And Senator Susan Collins of Maine, who was among the first Republicans to recognize Mr. Biden's victory, said in a statement on Friday that there was "a right way and a wrong way for the incumbent president to pursue his rights to contest what he perceives as election irregularities."
"The wrong way is to attempt to pressure state election officials," she said. "That undermines the public's faith in our election results without evidence and court rulings to support the allegations."
The criticism also came from other Republicans not known for challenging Mr. Trump. Senator Joni Ernst of Iowa, a member of Mr. McConnell's leadership team, on Thursday called some of the election fraud claims "absolutely outrageous," though she did not fault the president.

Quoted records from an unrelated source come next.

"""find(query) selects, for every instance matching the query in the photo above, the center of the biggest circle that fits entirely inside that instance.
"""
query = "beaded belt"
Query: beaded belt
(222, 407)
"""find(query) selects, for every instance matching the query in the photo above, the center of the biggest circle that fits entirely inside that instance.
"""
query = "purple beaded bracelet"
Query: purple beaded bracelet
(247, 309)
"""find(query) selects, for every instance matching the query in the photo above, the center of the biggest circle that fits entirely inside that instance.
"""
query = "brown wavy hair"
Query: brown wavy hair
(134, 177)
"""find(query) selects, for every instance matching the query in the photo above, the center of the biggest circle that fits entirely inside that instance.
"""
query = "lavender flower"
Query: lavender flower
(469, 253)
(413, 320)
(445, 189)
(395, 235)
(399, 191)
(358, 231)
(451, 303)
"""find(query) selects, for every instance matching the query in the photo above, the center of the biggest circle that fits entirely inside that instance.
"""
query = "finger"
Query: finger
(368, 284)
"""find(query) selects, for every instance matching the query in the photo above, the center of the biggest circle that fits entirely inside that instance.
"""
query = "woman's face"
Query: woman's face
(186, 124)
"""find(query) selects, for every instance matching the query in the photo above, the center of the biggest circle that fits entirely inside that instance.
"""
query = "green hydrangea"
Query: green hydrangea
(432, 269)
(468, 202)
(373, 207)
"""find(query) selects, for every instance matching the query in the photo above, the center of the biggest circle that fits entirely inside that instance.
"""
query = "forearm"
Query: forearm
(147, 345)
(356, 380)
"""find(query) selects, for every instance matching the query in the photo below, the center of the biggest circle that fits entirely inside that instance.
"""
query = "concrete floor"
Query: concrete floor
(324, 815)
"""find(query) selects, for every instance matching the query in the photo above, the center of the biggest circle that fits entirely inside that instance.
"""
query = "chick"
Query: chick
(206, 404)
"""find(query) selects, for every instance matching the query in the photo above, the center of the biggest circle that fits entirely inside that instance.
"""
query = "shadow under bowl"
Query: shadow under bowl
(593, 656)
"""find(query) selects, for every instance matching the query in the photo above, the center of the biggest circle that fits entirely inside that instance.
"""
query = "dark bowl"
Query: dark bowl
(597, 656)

Ms. Granger, who was re-elected to represent a conservative district based in Fort Worth, was more direct: She told CNN that she had "great concerns" about what Mr. Trump was doing.
"I think that it's time to move on," she said.
But the most scathing criticism came from lawmakers who had no voter backlash to fear. Representative Paul Mitchell of Michigan, who is retiring, wrote in an op-ed in The Detroit News that Mr. Trump's "continued refusal to acknowledge the election results risks corroding our democracy by literally hollowing it out."
"If we no longer believe in our own system -- with our local elected clerks following the laws -- then our ability to choose our leaders is at fundamental risk, as is our system of governing," he wrote in the piece, which was co-signed by Representative Elissa Slotkin, Democrat of Michigan.
Representative Tom Reed, Republican of New York, suggested that many in his party were torn between the facts and the views of their constituents who believe Mr. Trump's assertions that he was defrauded of victory.